Suppose $f(E)$ is the union of $Z_1 \cap f(E)$ and $Z_2 \cap f(E)$, for two distinct closed subsets $Z_1$ and $Z_2$ of $Y$; this is equal to the intersection $(Z_1 \cup Z_2) \cap f(E)$, so $f(E)$ is then contained in the union $Z_1 \cup Z_2$. For the irreducibility of $f(E)$ it suffices to show that it is contained in either $Z_1$ or $Z_2$. The relation $f(E) \subseteq Z_1 \cup Z_2$ shows that $f^{-1}(f(E)) \subseteq f^{-1}(Z_1 \cup Z_2)$; as the right-hand side is clearly equal to $f^{-1}(Z_1) \cup f^{-1}(Z_2)$ and since $E \subseteq f^{-1}(f(E))$, it follows that $E \subseteq f^{-1}(Z_1) \cup f^{-1}(Z_2)$, from which one concludes by the irreducibility of $E$ that $E \subseteq f^{-1}(Z_1)$ or $E \subseteq f^{-1}(Z_2)$. Hence one sees that either $f(E) \subseteq f(f^{-1}(Z_1)) \subseteq Z_1$ or $f(E) \subseteq Z_2$.

Added the proof and fix long line. Thanks!

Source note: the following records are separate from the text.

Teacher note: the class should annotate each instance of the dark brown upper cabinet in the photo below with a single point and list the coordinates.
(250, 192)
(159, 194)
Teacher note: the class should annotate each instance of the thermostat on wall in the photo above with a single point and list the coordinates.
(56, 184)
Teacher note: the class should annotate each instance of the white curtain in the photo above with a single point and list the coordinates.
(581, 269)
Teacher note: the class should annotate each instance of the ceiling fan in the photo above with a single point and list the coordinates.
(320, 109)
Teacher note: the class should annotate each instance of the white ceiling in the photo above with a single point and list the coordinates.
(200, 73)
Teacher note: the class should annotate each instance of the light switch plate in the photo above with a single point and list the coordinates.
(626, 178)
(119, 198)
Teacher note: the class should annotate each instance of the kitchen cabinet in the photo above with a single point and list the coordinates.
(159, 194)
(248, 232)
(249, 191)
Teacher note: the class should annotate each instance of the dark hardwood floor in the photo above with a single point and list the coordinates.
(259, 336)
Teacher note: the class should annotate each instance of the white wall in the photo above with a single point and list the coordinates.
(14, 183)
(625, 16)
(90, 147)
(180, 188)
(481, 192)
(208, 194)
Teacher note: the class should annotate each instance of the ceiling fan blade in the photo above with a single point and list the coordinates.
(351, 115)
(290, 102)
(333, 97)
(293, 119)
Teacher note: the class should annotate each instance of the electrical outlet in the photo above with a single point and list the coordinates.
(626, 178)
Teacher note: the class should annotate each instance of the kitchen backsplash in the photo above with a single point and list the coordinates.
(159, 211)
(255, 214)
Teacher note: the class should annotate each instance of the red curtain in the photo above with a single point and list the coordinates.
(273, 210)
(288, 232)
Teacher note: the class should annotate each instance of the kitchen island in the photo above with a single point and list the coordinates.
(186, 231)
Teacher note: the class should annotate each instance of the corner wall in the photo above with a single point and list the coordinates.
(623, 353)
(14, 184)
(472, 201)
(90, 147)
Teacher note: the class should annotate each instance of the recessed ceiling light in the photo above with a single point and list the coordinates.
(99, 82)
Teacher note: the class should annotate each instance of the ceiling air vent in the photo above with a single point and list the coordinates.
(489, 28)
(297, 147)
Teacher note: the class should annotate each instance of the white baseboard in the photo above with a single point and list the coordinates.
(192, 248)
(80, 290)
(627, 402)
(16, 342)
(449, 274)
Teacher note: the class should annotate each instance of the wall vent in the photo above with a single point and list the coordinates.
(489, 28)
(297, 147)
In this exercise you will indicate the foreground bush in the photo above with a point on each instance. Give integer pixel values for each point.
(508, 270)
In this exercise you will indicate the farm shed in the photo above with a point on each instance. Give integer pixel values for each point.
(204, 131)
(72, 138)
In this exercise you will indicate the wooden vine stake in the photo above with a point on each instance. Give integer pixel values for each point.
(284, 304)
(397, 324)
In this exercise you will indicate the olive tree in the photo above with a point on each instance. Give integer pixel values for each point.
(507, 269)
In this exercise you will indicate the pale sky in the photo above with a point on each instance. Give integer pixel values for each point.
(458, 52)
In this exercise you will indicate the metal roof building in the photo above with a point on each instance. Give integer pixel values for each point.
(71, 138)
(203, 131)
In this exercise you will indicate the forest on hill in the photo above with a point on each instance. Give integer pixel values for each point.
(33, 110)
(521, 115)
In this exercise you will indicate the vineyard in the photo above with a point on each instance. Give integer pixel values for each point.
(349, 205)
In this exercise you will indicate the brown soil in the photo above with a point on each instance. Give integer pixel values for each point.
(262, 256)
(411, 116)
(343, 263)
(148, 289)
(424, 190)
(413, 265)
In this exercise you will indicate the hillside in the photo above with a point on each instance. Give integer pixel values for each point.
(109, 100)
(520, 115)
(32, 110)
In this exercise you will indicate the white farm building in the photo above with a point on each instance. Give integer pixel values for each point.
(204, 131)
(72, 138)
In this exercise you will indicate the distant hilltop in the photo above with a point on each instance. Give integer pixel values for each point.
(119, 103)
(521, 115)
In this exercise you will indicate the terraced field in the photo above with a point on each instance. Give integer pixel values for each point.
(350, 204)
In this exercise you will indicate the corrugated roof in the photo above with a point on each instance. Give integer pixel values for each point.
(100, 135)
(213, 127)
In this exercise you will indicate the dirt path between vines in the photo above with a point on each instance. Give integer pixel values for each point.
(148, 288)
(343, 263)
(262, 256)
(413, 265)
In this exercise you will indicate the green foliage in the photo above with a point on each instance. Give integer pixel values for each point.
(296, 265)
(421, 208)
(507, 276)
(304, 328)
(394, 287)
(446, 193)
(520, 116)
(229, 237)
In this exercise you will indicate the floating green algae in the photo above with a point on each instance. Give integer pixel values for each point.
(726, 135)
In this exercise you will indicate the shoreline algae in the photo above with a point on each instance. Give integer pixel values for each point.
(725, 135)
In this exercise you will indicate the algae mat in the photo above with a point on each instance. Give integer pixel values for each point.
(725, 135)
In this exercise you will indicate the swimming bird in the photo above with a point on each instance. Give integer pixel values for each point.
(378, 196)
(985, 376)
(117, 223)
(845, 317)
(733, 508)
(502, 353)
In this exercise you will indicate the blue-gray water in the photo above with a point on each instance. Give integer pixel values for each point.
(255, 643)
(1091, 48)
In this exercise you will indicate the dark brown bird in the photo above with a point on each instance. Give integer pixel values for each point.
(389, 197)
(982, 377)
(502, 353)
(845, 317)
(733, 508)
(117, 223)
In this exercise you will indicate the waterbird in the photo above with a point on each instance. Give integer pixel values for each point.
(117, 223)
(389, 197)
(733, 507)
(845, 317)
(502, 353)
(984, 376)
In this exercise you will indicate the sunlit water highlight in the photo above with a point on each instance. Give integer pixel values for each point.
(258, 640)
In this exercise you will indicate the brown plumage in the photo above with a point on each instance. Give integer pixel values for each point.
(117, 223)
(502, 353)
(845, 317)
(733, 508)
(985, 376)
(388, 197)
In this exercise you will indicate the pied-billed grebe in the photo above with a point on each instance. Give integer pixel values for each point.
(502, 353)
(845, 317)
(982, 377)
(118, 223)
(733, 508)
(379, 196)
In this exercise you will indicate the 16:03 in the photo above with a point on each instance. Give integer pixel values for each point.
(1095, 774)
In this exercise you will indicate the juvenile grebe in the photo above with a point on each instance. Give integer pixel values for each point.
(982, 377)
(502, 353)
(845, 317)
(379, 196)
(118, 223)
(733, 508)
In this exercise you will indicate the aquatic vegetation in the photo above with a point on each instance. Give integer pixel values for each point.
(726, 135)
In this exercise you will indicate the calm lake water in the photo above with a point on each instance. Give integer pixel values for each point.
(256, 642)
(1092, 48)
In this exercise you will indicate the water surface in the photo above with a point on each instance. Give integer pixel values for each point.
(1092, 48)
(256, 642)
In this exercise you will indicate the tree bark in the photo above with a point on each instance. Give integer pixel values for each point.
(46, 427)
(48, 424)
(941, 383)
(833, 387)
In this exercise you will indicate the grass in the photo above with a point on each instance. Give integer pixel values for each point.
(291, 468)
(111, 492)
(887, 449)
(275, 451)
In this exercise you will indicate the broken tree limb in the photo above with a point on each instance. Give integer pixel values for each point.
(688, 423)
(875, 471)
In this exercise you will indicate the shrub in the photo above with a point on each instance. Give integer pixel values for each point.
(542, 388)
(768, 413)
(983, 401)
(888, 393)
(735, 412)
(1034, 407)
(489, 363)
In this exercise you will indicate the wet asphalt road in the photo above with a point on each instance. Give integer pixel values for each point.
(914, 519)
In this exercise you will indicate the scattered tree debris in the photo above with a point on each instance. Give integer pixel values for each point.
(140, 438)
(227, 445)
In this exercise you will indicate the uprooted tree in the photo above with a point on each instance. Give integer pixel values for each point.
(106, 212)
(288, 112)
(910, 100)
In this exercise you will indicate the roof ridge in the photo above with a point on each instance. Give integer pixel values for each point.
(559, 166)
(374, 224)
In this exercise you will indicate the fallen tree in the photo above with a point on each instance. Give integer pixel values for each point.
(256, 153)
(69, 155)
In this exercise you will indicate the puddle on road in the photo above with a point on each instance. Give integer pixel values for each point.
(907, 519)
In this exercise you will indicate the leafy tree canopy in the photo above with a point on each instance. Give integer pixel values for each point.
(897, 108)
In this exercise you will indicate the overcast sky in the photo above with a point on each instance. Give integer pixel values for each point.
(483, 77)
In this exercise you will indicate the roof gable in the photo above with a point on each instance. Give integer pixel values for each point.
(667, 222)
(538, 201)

Things get simpler if you first replace $f$ by $E\to f(E)$. The statement becomes: "if $X$ is irreducible and $f$ surjective then $Y$ is irreducible". Now of course $Y$ is nonempty if $X$ is, and then if $Y=Y_1\cup Y_2$ with $Y_1$, $Y_2$ closed, then from the irreducibility assumption you get that $X=f^{-1}(Y_i)$ for some $i$, hence $Y=Y_i$ since $f$ is surjective.

OK, yes what you say makes sense, but since the proof is correct and since this is so early in the theory, it isn't worth it to me to make the change. If you want to make the edits to the latex file and send it to me, then I'll reconsider.